When I see birches bend to left and right
Across the lines of straighter darker trees,
I like to think some boy’s been swinging them.
But swinging doesn’t bend them down to stay.
Ice-storms do that. Often you must have seen them 5
Loaded with ice a sunny winter morning
After a rain. They click upon themselves
As the breeze rises, and turn many-colored
As the stir cracks and crazes their enamel.
Soon the sun’s warmth makes them shed crystal shells 10
Shattering and avalanching on the snow-crust–
Such heaps of broken glass to sweep away
You’d think the inner dome of heaven had fallen.
They are dragged to the withered bracken by the load,
And they seem not to break; though once they are bowed 15
So low for long, they never right themselves:
You may see their trunks arching in the woods
Years afterwards, trailing their leaves on the ground
Like girls on hands and knees that throw their hair
Before them over their heads to dry in the sun. 20
But I was going to say when Truth broke in
With all her matter-of-fact about the ice-storm
(Now am I free to be poetical?)
I should prefer to have some boy bend them
As he went out and in to fetch the cows– 25
Some boy too far from town to learn baseball,
Whose only play was what he found himself,
Summer or winter, and could play alone.
One by one he subdued his father’s trees
By riding them down over and over again 30
Until he took the stiffness out of them,
And not one but hung limp, not one was left
For him to conquer.

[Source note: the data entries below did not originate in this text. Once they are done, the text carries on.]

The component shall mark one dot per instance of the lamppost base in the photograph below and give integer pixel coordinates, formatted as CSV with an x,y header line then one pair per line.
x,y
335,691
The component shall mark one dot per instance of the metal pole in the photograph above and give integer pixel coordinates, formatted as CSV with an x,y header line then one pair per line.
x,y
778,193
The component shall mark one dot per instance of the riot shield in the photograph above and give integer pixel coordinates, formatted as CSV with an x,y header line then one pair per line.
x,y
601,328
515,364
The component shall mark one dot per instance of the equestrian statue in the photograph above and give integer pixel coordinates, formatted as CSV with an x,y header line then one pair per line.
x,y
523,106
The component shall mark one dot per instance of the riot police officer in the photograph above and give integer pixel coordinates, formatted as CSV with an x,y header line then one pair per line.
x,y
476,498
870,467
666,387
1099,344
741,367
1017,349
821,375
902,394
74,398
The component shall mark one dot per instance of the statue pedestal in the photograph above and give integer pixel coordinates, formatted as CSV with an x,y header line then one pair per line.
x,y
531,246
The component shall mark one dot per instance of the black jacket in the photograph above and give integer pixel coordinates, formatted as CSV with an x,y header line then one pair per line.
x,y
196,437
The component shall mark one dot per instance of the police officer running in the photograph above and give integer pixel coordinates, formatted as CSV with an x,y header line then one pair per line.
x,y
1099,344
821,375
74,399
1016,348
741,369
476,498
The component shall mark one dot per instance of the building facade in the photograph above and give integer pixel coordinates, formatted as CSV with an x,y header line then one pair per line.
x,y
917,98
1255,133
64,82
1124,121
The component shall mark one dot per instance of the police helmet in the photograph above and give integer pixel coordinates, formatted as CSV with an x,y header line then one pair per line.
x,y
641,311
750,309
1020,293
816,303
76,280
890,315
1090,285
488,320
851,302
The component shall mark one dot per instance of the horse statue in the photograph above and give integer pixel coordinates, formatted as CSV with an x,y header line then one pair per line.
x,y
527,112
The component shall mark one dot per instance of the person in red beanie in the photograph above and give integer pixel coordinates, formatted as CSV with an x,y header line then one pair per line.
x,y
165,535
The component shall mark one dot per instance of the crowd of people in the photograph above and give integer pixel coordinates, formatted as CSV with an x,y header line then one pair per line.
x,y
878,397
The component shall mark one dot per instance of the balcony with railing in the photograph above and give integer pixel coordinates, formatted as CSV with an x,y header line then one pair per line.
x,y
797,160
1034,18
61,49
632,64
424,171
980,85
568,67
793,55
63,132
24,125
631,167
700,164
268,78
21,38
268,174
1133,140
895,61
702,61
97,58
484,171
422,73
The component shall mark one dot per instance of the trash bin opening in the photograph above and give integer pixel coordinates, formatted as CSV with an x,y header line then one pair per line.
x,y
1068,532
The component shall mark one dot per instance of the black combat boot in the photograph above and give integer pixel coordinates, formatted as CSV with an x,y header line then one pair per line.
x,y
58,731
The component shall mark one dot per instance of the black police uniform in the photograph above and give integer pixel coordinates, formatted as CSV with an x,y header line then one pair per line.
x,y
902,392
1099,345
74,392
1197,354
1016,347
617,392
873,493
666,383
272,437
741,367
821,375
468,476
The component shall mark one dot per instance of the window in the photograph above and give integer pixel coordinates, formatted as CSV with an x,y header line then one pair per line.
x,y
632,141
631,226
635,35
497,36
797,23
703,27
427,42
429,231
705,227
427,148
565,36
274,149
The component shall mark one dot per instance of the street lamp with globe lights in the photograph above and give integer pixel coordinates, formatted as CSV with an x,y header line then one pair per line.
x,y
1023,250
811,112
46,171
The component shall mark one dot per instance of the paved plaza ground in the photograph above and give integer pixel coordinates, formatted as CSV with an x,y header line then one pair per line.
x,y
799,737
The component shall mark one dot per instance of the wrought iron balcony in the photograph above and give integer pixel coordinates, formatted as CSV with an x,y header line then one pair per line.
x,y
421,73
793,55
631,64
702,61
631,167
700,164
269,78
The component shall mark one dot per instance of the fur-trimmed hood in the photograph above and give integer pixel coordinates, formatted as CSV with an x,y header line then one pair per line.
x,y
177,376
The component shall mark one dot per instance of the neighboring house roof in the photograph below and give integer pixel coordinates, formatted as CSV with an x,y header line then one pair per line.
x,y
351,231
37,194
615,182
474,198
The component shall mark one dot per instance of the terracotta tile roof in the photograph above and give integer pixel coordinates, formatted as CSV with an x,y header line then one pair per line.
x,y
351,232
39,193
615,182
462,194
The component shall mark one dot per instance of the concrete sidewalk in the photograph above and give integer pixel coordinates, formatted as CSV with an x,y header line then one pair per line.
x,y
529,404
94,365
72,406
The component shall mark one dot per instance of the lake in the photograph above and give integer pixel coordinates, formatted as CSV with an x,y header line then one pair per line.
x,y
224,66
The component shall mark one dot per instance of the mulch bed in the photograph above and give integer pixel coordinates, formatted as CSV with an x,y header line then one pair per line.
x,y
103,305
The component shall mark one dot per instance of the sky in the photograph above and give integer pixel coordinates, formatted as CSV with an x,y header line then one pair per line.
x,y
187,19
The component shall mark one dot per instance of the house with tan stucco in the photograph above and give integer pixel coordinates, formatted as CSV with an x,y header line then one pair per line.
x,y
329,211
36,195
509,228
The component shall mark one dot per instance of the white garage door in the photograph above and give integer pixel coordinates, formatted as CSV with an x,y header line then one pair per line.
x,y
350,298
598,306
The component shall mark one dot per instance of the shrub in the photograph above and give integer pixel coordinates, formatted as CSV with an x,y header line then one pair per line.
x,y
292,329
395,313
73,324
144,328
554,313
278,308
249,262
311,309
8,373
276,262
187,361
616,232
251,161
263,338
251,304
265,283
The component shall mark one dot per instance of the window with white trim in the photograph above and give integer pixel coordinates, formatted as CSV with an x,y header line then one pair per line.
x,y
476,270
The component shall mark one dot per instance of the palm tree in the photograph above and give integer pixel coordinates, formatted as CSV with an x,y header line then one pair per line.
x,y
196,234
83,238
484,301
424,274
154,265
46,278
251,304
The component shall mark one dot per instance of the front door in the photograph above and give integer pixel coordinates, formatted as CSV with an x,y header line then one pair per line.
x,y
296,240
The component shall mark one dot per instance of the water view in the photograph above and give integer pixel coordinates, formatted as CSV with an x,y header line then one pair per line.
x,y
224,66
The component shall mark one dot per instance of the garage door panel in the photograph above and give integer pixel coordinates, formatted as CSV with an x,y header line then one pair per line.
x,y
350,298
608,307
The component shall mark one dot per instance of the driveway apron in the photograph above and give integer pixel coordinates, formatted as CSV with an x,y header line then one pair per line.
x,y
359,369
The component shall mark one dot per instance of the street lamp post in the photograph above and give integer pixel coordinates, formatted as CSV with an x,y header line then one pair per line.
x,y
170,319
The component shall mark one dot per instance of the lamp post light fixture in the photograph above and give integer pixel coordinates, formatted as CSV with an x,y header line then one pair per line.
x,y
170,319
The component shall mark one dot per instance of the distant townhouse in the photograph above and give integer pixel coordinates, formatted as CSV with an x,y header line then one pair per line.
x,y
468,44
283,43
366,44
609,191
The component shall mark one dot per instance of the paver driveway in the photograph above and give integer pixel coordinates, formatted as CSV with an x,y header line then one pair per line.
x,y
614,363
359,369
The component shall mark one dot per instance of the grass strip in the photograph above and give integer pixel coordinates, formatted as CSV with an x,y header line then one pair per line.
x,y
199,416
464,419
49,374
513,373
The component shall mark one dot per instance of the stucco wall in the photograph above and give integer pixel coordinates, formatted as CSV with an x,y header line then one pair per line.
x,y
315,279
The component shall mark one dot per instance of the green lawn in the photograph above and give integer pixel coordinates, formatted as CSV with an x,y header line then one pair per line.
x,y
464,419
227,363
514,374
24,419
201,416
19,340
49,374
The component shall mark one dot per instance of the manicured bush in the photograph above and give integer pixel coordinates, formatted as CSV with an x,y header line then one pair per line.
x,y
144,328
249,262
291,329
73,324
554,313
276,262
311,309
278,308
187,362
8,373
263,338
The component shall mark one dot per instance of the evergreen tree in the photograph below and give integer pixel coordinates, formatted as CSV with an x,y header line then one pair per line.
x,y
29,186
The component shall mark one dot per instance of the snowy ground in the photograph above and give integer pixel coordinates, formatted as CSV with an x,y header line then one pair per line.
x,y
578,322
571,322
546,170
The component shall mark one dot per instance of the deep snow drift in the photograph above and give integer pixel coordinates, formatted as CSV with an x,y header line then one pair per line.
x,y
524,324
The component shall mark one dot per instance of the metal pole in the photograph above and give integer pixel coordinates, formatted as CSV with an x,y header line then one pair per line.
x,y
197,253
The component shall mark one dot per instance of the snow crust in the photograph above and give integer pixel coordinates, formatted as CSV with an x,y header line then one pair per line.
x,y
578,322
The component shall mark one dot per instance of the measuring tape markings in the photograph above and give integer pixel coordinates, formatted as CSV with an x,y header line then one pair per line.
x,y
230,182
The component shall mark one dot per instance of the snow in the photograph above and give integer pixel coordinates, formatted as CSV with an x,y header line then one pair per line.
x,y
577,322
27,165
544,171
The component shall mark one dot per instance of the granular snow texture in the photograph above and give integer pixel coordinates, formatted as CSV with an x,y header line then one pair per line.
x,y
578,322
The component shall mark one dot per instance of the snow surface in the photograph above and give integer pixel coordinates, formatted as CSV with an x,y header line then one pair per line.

He learned all there was
To learn about not launching out too soon
And so not carrying the tree away 35
Clear to the ground. He always kept his poise
To the top branches, climbing carefully
With the same pains you use to fill a cup
Up to the brim, and even above the brim.
Then he flung outward, feet first, with a swish, 40
Kicking his way down through the air to the ground.
So was I once myself a swinger of birches.
And so I dream of going back to be.
It’s when I’m weary of considerations,
And life is too much like a pathless wood 45
Where your face burns and tickles with the cobwebs
Broken across it, and one eye is weeping
From a twig’s having lashed across it open.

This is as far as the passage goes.